# Movie Streaming Analytics Schema

> They pressed play. What happened next is the whole question.

Canonical URL: <https://datadriven.io/problems/movie_streaming_analytics_schema>

Domain: Data Modeling · Difficulty: medium · Seniority: L5

## Problem

We run a movie streaming platform and need a data model for our analytics warehouse. The catalog includes both standalone movies and multi-episode series, every title can be tagged with more than one genre, and a user's subscription tier can change over time. We want to understand what people watch, how they engage, and which content drives subscriptions. Design the schema.

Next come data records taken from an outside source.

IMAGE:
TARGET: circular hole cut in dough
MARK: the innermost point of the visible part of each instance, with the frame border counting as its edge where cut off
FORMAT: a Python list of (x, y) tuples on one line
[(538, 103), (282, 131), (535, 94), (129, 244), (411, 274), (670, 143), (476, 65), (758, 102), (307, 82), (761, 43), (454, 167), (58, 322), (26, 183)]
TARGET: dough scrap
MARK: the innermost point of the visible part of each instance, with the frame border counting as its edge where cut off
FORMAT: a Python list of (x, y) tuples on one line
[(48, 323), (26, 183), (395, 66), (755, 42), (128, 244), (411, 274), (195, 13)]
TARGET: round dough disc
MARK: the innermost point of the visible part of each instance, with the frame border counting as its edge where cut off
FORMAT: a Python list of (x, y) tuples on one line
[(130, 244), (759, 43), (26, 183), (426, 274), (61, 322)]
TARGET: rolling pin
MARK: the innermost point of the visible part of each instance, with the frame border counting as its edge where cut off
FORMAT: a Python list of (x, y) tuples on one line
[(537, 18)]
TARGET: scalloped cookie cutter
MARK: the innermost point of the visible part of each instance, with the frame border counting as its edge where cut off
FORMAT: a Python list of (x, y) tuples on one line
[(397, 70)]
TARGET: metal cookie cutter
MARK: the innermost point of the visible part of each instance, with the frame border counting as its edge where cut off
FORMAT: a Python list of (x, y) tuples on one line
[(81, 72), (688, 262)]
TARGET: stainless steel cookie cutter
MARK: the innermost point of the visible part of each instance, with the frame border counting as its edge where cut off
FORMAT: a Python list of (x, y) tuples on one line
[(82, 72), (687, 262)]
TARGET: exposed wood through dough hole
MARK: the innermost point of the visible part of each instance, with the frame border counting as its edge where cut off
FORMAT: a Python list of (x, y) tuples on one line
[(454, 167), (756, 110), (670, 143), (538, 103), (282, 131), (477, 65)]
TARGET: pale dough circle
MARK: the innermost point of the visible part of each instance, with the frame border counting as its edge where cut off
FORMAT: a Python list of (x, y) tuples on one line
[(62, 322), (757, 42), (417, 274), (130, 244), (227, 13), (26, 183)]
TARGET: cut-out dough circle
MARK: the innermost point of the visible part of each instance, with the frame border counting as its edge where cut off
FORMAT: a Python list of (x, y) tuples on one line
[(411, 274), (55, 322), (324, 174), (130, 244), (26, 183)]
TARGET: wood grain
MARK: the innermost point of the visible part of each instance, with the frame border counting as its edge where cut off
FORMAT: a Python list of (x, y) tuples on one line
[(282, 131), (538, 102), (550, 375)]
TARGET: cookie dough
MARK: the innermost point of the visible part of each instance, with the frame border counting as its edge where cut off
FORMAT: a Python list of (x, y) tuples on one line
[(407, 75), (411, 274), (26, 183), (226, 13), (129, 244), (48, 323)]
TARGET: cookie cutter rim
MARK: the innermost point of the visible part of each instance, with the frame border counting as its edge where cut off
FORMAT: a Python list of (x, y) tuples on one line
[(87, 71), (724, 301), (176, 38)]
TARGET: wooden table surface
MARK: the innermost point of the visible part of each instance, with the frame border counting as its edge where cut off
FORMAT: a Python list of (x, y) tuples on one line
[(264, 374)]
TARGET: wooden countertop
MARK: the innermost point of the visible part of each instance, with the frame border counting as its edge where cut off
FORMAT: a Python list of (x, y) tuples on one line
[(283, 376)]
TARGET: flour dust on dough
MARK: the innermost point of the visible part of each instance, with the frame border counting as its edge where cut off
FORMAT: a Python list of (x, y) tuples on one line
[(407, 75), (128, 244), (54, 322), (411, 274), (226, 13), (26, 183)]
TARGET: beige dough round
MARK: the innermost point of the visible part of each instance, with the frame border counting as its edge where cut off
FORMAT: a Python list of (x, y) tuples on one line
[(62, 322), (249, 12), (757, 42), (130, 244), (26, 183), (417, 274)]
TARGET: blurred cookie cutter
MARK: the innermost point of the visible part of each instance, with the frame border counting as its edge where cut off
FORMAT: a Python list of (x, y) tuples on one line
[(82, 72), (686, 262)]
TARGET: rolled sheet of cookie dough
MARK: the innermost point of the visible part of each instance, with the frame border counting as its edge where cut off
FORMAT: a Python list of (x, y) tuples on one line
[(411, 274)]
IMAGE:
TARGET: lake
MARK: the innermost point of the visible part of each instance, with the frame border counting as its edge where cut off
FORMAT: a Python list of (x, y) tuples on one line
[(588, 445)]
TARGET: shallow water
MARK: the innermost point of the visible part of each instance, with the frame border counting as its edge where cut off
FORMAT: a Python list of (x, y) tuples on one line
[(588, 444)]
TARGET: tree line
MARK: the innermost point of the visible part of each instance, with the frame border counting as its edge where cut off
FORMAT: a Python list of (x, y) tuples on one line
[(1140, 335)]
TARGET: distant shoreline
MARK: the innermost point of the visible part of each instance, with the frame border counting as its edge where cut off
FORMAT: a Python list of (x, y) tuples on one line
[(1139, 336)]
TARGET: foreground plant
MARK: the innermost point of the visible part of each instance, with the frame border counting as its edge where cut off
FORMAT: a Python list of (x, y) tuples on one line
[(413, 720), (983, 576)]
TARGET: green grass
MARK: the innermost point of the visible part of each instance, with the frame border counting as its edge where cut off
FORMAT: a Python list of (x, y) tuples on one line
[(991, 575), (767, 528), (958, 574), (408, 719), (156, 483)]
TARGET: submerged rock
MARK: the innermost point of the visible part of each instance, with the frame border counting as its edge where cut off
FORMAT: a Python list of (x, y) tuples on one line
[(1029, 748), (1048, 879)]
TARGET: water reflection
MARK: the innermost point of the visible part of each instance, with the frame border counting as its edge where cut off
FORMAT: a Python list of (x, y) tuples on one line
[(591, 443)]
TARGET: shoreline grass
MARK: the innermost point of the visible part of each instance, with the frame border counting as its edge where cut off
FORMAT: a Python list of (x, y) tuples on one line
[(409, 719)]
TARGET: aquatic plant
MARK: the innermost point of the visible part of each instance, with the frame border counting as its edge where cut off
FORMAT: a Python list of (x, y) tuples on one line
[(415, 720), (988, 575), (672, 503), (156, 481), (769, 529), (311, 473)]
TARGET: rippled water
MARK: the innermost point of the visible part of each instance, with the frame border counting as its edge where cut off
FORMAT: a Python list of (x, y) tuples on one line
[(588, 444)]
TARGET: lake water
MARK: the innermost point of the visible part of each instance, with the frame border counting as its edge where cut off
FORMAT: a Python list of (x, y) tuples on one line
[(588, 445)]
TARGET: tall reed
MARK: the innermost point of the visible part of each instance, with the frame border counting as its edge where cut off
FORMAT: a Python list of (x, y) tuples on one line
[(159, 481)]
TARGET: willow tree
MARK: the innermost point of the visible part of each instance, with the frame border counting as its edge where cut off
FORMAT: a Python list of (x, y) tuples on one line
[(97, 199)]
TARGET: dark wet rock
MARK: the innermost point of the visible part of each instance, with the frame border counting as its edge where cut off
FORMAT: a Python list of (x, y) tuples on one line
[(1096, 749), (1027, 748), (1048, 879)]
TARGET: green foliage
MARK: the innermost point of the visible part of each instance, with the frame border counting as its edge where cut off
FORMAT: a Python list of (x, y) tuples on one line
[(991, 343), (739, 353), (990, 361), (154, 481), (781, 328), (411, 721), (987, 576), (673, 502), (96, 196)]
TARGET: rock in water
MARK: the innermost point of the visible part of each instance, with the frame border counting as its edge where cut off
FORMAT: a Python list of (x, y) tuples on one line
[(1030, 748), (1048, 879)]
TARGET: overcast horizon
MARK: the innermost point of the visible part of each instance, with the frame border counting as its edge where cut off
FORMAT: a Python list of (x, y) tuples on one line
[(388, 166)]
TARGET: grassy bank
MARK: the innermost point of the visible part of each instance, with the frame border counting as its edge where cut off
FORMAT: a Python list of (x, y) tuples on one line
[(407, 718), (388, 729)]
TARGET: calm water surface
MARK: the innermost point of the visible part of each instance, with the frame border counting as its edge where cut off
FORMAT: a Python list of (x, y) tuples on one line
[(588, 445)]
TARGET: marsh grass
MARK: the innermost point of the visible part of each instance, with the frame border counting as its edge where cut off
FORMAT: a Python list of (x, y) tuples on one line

## Worked solution and explanation

### Why this problem exists in real interviews

This probes whether a candidate can model a **content hierarchy** (title to season to episode) alongside a **viewing fact** at session grain and express a many-to-many genre relationship correctly. Subscription temporality is the stealth difficulty: churn and upgrade tracking need effective-dated rows, not a single status column.

> **Trick to Solving**
>
> When a prompt mixes “what people watch” with “drives subscriptions,” the trick is to notice you have two facts (viewing and subscriptions) and one hierarchy (title to episode). Before drawing tables, a strong candidate asks: is a show a title or a collection of episodes, and how many genres can a title have?
> 
> 1. Build titles to seasons to episodes as a hierarchy
> 2. Declare viewing_sessions at per-play grain
> 3. Use title_genres as an M:N junction
> 4. Model subscriptions with start_date and end_date

---

### Break down the requirements

#### Step 1: Build the content hierarchy

`titles` (movies and series), `episodes` for series content. A movie is a title without episodes; a series is a title with many.

#### Step 2: Declare the viewing grain

`viewing_sessions` is one row per play: user, content, start_time, duration, percent_watched. Per-title aggregation sits on top.

#### Step 3: Model genres as M:N

A title can be Sci-Fi and Drama. `title_genres` is the junction, keyed by (title_id, genre_id). A single FK cannot express this and forces nonsense compromises.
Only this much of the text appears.